Xenon 133--CBF measurements in severe head injury and subarachnoid haemorrhage.

作者信息

Meixensberger J

机构信息

Department of Neurosurgery, University of Würzburg, Federal Republic of Germany.

出版信息

Acta Neurochir Suppl (Wien). 1993;59:28-33. doi: 10.1007/978-3-7091-9302-0_5.
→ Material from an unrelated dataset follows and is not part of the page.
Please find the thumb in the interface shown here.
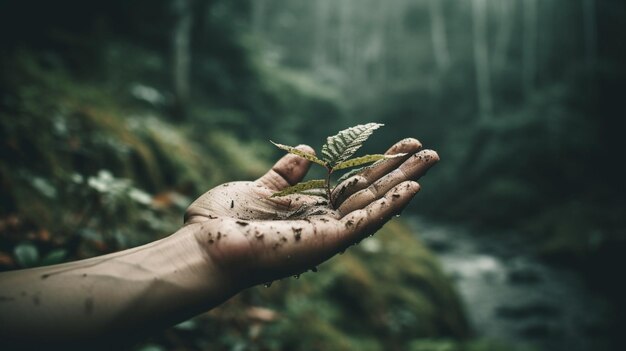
[257,145,315,190]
DOI:10.1007/978-3-7091-9302-0_5
PMID:7906078
Abstract

The possibility of measuring cerebral blood flow by mobile bedside units with the intravenous 133-Xenon technique increased the interest to monitor haemodynamic changes after head injury and subarachnoid haemorrhage in intensive care. Time course of resting CBF after trauma is variable (reduced CBF, hyperemia) and there is no strong correlation to clinical outcome. Additional studies of CBF/CO2 reactivity show normal and impaired CO2 response in the acute stage after trauma (day 1-8). A permanently impaired CO2 reactivity correlates with severe brain damage and bad outcome (GOS 1,2). A normal or improving CO2 reactivity indicates a favourable outcome (GOS 3-5). There was no significant correlation between CBF and ICP, nor between CBF and CPP. A CPP of more than 70 mmHg did not guarantee a sufficient CBF in every case indicating the variability of the limits of autoregulation. As therapeutic hyperventilation may lead to ischemia, mannitol was preferred to reduce ICP and increased low CBF to normal values. This fact should be considered in the treatment of patients with low CBF and normal CO2 reactivity. Delayed ischemic neurological deficits ("vasospasm") are well-known as significant complications of the clinical course following SAH. Immediately postoperatively performed CBF measurements enable to detect ischemia and allow to start early antiischemic therapy. During "vasospasm" CBF showed a better correlation to the neurological status than blood flow velocity in the basal arteries measured by transcranial doppler sonography. Furthermore hyperemia after SAH could only be verified by CBF measurements.

摘要

采用静脉注射133-氙技术的床边移动设备测量脑血流量的可能性,增加了人们对在重症监护中监测头部受伤和蛛网膜下腔出血后血流动力学变化的兴趣。创伤后静息脑血流量的时间进程是可变的(脑血流量减少、充血),且与临床结果没有很强的相关性。对脑血流量/二氧化碳反应性的进一步研究表明,创伤后的急性期(第1 - 8天)二氧化碳反应正常和受损。永久性的二氧化碳反应受损与严重脑损伤和不良预后(格拉斯哥预后评分1、2级)相关。正常或改善的二氧化碳反应性表明预后良好(格拉斯哥预后评分3 - 5级)。脑血流量与颅内压之间、脑血流量与脑灌注压之间均无显著相关性。脑灌注压超过70 mmHg并不能在每种情况下都保证足够的脑血流量,这表明了自动调节限度的变异性。由于治疗性过度通气可能导致缺血,甘露醇更适合用于降低颅内压并将降低的脑血流量提高到正常水平。在治疗脑血流量低且二氧化碳反应正常的患者时应考虑这一事实。延迟性缺血性神经功能缺损(“血管痉挛”)是蛛网膜下腔出血临床病程中众所周知的重要并发症。术后立即进行脑血流量测量能够检测缺血并允许开始早期抗缺血治疗。在“血管痉挛”期间,与经颅多普勒超声测量的基底动脉血流速度相比,脑血流量与神经状态的相关性更好。此外,蛛网膜下腔出血后的充血只能通过脑血流量测量来证实。